Na obra “os irmãos Karamazov”, publicada em 1880 por Dostoiévski, Jesus retorna no século XVI para ser preso e questionado por um cardeal em Sevilha, Espanha – homem este que deveria certamente segui-lo e adorá-lo -, no conto “O grande Inquisidor”. Não se engane; No conto, o Inquisidor não tem dúvidas sobre a identidade do prisioneiro e interroga-o sobre seu passado bíblico, acusando-o de fracassar em relação a juntar uma grande massa de discípulos quando recusou as ofertas do anjo caído no deserto.
Leandro Karnal destaca uma passagem deste conto em uma coluna intitulada “Pães e Livros” do jornal O Estado de S. Paulo: “O cardeal espanhol é um conhecedor da natureza humana. Alega que o Cristo ignora o homem comum. Se Ele tivesse transformado as pedras em pães, por exemplo, todos os degradados filhos de Eva teriam entendido, claramente, que havia um milagre e um prêmio. As massas viriam, famintas, até o Messias. Ao dizer o transcendente “não só de pão vive o homem”, Jesus dá uma dimensão superior para a vida. Segundo o Cardeal, o Messias formou uma religião para poucos”.
No budismo, são chamados de chakras inferiores aqueles que são primitivos, que são primários e que não são rentes com a ideia de sabedoria intrapessoal e espiritual. Freud chamaria esses impulsos de ID. Destaca-se no conto de Dostoiévski que o pão é mais sedutor do que uma ascensão espiritual. O pão é carnal, imediatista, mata a fome e então passa. A fome vem, e passa. A urgência sexual vem e passa, o impulso violento vem e passa, o apego ao material surge e se acaba assim que o suprimos. Eles não exatamente exercer nenhum tipo de crescimento útil e nem mesmo coloca em exercício a dádiva humana da razão. Ainda assim, estes impulsos são os mais desejados pelo homem comum. O homem que não despertou para si e para o mundo, que permanece preso dentro dos chakras inferiores.
O pão é o que o homem comum mais deseja, porém não é só dele que devemos viver. A saída da obsessão pelo pão, isto é, para as necessidades básicas que acompanham nossa estrutura é justamente o pensamento, a entrega à novas ideias.
A reflexão nunca atraiu o brasileiro. É pensado por entre as ruas: “Pensar é para doutores, escritores, jornalistas, não para mim”. Ao transportar a capacidade de pensar para pessoas com maiores formações, anula-se a tentativa de fazê-lo. Isolamento negativo de consciência. Dentro da história bíblica, o isolamento positivo era dado através do deserto, o lugar que afastava da distração cotidiana e aproximava de Deus através de reflexões e privamentos.
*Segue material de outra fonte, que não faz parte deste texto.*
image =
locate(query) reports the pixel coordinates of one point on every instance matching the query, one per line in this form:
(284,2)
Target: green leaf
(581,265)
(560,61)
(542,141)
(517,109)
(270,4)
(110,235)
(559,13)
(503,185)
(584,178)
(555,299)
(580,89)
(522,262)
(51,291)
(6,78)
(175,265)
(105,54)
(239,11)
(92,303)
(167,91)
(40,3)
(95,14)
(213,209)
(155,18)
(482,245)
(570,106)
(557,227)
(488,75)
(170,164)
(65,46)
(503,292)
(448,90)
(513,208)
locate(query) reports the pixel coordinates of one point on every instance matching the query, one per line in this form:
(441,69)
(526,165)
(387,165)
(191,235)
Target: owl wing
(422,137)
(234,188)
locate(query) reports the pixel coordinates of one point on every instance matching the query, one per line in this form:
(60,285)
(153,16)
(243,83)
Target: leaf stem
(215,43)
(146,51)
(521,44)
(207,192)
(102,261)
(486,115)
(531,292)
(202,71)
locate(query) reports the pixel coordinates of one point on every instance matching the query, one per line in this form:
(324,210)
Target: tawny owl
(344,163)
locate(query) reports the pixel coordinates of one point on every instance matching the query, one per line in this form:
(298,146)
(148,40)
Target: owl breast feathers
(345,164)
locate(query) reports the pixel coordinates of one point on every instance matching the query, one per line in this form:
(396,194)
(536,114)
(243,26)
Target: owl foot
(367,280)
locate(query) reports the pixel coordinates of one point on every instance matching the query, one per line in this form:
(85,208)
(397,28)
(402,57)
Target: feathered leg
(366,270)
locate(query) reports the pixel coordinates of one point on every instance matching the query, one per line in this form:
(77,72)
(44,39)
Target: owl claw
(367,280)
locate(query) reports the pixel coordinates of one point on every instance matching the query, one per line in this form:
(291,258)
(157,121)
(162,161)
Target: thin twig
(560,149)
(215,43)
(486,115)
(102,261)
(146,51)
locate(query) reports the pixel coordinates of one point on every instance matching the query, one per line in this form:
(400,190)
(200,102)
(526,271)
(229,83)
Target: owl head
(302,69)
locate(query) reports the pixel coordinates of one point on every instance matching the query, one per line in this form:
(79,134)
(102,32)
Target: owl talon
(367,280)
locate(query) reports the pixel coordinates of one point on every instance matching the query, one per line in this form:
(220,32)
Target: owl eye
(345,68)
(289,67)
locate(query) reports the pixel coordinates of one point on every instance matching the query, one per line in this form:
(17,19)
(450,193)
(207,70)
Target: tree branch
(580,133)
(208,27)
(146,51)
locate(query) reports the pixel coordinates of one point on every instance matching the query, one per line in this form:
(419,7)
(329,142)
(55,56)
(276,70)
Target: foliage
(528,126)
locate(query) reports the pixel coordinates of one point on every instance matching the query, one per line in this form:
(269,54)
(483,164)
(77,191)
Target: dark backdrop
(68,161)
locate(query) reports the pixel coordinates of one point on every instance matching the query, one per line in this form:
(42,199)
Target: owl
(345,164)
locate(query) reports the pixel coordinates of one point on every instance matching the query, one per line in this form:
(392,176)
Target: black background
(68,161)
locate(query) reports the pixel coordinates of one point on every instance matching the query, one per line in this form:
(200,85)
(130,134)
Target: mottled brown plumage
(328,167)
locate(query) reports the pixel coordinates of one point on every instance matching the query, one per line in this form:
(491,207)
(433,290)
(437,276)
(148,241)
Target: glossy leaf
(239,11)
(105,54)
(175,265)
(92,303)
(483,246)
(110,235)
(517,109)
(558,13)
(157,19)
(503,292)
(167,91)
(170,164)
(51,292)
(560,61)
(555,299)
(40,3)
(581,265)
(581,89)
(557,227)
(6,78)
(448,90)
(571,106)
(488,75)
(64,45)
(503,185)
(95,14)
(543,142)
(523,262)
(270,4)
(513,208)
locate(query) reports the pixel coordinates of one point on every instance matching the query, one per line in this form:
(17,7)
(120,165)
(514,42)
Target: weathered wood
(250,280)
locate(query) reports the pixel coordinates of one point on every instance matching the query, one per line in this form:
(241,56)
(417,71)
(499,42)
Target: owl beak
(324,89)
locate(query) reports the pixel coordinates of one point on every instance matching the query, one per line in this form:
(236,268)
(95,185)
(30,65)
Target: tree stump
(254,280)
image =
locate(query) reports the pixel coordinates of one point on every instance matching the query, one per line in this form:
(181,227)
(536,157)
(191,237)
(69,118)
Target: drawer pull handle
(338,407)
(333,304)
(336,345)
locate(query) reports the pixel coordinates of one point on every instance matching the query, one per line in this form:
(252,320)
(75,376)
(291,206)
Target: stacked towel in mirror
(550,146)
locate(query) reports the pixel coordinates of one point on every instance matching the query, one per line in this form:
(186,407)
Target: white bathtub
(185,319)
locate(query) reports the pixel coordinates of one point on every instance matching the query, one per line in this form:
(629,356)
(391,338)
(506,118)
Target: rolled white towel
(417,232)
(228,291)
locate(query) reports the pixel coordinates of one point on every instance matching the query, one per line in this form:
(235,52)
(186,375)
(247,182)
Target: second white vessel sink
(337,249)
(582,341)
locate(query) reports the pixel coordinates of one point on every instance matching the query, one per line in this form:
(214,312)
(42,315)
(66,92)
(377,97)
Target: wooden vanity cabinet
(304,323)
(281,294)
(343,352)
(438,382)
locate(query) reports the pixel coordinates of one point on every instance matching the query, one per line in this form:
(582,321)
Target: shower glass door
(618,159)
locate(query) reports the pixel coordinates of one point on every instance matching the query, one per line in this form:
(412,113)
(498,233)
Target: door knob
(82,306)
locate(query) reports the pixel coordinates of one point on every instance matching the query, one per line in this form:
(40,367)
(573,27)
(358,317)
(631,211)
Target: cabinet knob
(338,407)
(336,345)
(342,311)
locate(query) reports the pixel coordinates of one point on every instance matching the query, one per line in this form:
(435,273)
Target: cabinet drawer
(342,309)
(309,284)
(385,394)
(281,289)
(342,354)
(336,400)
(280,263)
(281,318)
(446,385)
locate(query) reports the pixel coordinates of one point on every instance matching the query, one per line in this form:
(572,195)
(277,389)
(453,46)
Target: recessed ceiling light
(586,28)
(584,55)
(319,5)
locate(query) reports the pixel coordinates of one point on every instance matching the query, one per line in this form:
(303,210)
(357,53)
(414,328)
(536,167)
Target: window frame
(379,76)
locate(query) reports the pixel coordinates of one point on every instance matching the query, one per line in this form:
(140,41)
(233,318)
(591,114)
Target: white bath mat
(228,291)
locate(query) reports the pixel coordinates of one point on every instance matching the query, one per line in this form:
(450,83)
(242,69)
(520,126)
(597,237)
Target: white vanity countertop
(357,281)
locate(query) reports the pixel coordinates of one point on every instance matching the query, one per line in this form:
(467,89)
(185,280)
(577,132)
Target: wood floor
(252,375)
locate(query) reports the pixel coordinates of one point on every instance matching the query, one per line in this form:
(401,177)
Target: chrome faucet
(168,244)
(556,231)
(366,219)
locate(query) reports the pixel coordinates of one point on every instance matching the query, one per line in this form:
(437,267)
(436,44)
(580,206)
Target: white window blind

Santo Antão viu o mundo como é enquanto caminhava pela areia quente; conheceu-se mais, enxergou suas fraquezas e aprendeu coisas que não seria capaz se apenas vivesse de “pão”, isto é, com estímulos básicos saciados confortavelmente.
Para Sérgio Buarque de Holanda, sociólogo, o brasileiro sempre foi um ser proritariamente emocional, levado pelo senso-comum e por seus desejos. Com a modernidade, confundiu, inclusive, o conceito de direito e desejo. Se tenho desejo, tenho direito. O povo transformou política em futebol; Time favorito, candidato favorito. Não importa os meios, as atitudes, as gafes, ou até os crimes: a adoração é sempre presente.
Suprir os desejos é mais fácil. Dá prazer, me coloca em um conforto primitivo. Me supre. Pensar é desafiar-se, estressa, emociona, desconforta e nos difere dos outros mamíferos. Alguns, até o fim da vida, carregam uma história repleta de bebidas, mulheres, drogas e consumos. Viveu então por completo, sim, o lado mais animal que conhecemos. Não se preocupou em exercer o que nos difere. Deixou apenas uma biografia rasa e, caso não tenha se cuidado bem, de poucas páginas. Cautela! Nem oito nem oitenta. A vida com profundidade é mestra em dosagem.
O que é fácil e primário supre o nosso lado mais básico e traz sensações repetidas. O lado da razão e da reflexão nos permite experienciar algo mais próximo da potência de um ser humano completo.